Just consider how many new facilities mostly rely on miniature conveyors to process pharmaceutical and medical products. Here, plant engineers are turning to conveyor specialists, even to get frames made. Such integrators and custom-conveyor manufacturers generally avoid the pitfalls of traditional conveyors—namely, overbuilt frames and oversized mechanical components such as bearings. Safety margins are tighter but more precisely matched to the application, which supports another trend in automation and manufacturing toward leaner operations. One caveat: Customizing job-appropriate conveyors can be a challenge where the manufacturer must account for complex parts handling and orientation.
Consider medical and product handling: Parts are often small and fragile, so are difficult to handle, orient and transfer between processing stations. In the past, most manufacturers shied away from designing conveyors for such applications, according to Mike Hosch, V.P. of the Industrial Products Group at Dorner Mfg. That’s because conveyors that move and handle tiny medical and pharmaceutical products need miniature bearings with long lives; small durable drives; short belts with consistent fabrication; and effective use of product space.

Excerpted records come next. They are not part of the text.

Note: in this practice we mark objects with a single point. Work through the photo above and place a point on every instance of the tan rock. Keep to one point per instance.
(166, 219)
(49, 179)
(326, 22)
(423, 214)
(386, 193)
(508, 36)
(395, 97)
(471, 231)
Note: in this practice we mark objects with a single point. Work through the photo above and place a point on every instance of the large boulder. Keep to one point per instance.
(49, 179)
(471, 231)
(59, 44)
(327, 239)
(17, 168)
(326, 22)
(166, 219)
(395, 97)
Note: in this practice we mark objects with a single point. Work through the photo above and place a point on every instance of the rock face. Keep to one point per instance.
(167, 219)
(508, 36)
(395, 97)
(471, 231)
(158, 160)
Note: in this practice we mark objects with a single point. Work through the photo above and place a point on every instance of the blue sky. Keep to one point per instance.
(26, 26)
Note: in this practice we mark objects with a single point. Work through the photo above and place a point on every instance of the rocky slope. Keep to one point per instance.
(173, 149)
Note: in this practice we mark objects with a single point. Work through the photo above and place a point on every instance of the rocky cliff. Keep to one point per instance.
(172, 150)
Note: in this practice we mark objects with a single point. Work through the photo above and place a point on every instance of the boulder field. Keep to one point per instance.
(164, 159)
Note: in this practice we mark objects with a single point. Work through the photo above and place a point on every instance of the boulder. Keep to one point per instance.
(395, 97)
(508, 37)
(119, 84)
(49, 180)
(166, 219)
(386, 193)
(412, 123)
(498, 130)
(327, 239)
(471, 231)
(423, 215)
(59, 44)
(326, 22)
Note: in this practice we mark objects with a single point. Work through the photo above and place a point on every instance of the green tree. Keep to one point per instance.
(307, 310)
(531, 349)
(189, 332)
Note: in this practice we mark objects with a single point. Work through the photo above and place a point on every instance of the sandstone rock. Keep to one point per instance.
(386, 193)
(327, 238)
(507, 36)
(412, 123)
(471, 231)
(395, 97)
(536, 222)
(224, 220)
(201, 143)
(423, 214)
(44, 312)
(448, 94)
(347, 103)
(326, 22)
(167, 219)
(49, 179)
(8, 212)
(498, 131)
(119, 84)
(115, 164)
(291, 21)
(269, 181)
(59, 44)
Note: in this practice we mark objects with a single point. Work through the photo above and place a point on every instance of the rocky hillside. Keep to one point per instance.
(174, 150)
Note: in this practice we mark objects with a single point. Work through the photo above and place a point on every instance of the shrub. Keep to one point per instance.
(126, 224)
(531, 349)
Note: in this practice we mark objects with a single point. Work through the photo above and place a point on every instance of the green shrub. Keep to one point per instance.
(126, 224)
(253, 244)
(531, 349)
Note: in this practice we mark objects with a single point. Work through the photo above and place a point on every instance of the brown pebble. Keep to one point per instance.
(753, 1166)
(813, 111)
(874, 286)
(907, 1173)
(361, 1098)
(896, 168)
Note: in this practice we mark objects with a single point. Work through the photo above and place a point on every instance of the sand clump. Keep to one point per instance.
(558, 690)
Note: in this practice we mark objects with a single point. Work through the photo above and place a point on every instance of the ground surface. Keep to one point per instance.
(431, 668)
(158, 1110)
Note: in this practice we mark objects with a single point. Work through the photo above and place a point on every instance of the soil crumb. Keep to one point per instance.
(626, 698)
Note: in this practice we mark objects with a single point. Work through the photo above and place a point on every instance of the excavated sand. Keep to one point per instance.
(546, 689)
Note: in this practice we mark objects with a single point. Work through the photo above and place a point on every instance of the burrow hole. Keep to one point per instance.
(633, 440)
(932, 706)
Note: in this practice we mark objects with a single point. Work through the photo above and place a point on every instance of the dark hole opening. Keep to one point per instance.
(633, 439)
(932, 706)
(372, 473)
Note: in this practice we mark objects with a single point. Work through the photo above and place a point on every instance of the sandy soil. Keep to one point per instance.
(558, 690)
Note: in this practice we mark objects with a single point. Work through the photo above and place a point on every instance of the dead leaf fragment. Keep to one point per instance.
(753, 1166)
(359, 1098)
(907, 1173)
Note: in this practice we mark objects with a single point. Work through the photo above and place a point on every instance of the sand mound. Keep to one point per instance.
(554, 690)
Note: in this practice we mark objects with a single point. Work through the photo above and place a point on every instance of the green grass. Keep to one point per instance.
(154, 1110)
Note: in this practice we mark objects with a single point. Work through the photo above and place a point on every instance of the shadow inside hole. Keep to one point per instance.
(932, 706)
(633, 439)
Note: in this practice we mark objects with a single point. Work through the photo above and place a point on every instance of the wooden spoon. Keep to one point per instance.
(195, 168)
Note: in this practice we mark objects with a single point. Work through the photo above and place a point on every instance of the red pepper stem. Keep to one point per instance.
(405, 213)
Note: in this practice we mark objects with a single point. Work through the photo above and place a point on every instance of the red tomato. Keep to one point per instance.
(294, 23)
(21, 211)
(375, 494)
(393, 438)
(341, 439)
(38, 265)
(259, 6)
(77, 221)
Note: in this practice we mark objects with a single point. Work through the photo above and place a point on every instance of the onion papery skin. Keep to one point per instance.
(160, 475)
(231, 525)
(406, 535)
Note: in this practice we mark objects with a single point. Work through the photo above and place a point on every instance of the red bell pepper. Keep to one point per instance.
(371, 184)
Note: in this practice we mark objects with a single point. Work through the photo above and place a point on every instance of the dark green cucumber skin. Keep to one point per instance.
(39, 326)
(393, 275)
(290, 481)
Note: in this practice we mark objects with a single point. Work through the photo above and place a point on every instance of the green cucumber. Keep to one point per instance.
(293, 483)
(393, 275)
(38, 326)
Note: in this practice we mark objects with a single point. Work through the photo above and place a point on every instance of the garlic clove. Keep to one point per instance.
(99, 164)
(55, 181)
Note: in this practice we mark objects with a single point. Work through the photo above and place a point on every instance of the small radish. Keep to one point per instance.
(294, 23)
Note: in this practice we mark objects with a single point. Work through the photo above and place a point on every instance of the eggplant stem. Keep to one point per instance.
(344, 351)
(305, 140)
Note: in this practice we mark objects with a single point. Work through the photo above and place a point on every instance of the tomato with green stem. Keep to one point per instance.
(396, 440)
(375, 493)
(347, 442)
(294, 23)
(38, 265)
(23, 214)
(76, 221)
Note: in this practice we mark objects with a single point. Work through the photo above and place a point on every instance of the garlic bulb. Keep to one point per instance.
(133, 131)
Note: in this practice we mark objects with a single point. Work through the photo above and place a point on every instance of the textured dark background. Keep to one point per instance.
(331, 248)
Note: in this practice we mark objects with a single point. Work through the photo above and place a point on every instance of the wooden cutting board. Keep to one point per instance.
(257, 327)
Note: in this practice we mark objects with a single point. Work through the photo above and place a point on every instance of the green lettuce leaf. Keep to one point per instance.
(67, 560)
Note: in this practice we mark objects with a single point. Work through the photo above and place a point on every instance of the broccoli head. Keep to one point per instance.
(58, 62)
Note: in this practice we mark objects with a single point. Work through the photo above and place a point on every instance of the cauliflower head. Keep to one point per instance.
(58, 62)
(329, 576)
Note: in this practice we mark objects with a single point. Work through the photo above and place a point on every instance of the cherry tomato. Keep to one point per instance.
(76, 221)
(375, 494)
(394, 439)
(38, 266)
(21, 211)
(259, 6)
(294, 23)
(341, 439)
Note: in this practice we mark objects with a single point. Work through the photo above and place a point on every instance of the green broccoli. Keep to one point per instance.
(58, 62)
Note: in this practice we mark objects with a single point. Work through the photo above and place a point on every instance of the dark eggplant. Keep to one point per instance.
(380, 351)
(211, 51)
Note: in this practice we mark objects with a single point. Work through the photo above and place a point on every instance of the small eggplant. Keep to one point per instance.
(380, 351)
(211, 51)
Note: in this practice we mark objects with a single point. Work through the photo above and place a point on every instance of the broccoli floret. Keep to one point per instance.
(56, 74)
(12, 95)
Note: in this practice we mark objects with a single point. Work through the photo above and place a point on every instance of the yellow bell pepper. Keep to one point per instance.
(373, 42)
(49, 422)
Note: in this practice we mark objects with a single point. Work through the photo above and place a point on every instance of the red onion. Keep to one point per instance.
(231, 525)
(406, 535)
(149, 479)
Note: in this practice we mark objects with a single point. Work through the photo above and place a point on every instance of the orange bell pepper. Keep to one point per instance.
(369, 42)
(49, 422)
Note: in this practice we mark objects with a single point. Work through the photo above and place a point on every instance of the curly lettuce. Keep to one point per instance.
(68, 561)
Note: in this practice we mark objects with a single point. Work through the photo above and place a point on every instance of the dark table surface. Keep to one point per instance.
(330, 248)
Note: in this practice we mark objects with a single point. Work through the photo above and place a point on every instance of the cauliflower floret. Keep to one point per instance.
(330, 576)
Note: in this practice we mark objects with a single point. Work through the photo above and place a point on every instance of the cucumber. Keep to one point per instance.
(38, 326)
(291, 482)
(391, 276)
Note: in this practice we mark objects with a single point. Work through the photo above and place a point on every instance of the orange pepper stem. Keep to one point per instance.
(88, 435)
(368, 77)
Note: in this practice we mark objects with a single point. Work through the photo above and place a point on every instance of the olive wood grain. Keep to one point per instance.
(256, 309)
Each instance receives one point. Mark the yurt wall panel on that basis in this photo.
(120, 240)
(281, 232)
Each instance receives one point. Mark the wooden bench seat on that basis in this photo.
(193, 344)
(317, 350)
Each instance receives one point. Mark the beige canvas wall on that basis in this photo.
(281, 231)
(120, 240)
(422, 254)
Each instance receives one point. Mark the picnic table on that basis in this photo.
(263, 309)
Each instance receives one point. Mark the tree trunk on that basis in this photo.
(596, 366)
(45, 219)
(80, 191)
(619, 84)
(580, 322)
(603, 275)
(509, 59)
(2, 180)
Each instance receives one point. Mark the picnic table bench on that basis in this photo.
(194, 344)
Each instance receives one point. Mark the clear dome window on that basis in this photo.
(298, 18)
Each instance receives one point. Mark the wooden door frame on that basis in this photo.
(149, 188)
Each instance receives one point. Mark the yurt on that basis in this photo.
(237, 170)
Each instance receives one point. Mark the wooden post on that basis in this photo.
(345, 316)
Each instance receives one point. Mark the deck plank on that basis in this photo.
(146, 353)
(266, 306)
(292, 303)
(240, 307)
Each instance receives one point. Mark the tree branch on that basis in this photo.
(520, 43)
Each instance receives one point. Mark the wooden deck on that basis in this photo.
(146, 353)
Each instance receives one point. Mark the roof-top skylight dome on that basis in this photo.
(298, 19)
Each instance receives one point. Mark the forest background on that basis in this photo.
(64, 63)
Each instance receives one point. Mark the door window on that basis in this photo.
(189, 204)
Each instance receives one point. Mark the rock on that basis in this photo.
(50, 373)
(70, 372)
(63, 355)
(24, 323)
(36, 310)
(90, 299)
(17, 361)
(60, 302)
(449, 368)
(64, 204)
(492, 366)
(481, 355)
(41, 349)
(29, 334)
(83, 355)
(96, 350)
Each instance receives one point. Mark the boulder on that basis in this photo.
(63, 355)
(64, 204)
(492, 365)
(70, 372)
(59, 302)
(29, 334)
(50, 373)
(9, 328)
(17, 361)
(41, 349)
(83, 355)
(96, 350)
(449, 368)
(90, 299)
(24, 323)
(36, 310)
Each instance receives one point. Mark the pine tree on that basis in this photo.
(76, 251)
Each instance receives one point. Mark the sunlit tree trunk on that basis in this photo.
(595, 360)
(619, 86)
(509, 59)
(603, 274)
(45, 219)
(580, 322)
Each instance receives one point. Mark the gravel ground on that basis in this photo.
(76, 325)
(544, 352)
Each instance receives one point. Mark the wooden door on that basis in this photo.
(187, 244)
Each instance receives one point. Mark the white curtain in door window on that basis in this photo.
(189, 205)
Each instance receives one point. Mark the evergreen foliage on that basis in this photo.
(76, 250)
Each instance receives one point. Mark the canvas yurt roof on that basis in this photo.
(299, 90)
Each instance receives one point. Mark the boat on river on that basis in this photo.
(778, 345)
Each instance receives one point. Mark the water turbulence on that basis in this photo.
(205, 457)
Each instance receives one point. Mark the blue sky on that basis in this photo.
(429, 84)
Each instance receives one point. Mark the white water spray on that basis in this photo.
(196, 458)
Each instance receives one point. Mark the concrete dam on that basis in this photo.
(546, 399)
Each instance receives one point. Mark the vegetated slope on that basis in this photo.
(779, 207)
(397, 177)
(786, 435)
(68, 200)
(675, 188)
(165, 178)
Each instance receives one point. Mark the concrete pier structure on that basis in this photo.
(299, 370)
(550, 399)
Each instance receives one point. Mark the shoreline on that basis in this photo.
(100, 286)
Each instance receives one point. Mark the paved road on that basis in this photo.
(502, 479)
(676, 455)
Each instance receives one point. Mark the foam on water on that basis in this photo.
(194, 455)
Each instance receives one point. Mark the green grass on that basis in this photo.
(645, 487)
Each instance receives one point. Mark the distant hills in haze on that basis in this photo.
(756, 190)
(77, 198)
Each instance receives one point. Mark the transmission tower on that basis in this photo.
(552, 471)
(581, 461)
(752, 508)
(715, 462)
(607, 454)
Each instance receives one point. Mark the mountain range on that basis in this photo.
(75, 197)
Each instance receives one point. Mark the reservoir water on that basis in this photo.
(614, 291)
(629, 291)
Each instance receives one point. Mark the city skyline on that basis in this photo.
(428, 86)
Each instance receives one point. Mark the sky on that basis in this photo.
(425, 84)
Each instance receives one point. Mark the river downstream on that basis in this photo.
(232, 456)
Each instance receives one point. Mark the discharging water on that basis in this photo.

“Some such miniature conveyors have end rollers of just more than half an inch, so they fit into tight machine spaces and transfer products less than an inch in diameter when run end-to-end,” said Hosch. Here, the conveyor frame fully encapsulates bearing housings, so end users can also put the conveyors side by side and get them nearly flush with only a 1⁄4-in. gap from belt edge to belt edge.
Consider just one example: Many low-profile conveyors benefit from specialty actuation, and the trend is toward pinch drives. Typical belt conveyors run under tension to give the drive roller traction to run the belt, but that necessitates oversized bearings and rollers. In contrast, pinch drives let conveyors run with almost no belt tension, explained Hosch. A conveyor uses two pinch-drive mechanisms, each spring loaded against the drive roller—so the belt can run in either direction under just enough tension to keep the belt flat. Pinch drives force the conveyor belt against the drive roller to give it driving traction without tension. Without the need for high tension, the belt lays flatter, which helps keep lightweight components upright.
“Medical, pharmaceutical and assembling industries have always needed miniature conveyors, but didn’t have many options. That’s changing now,” said Hosch.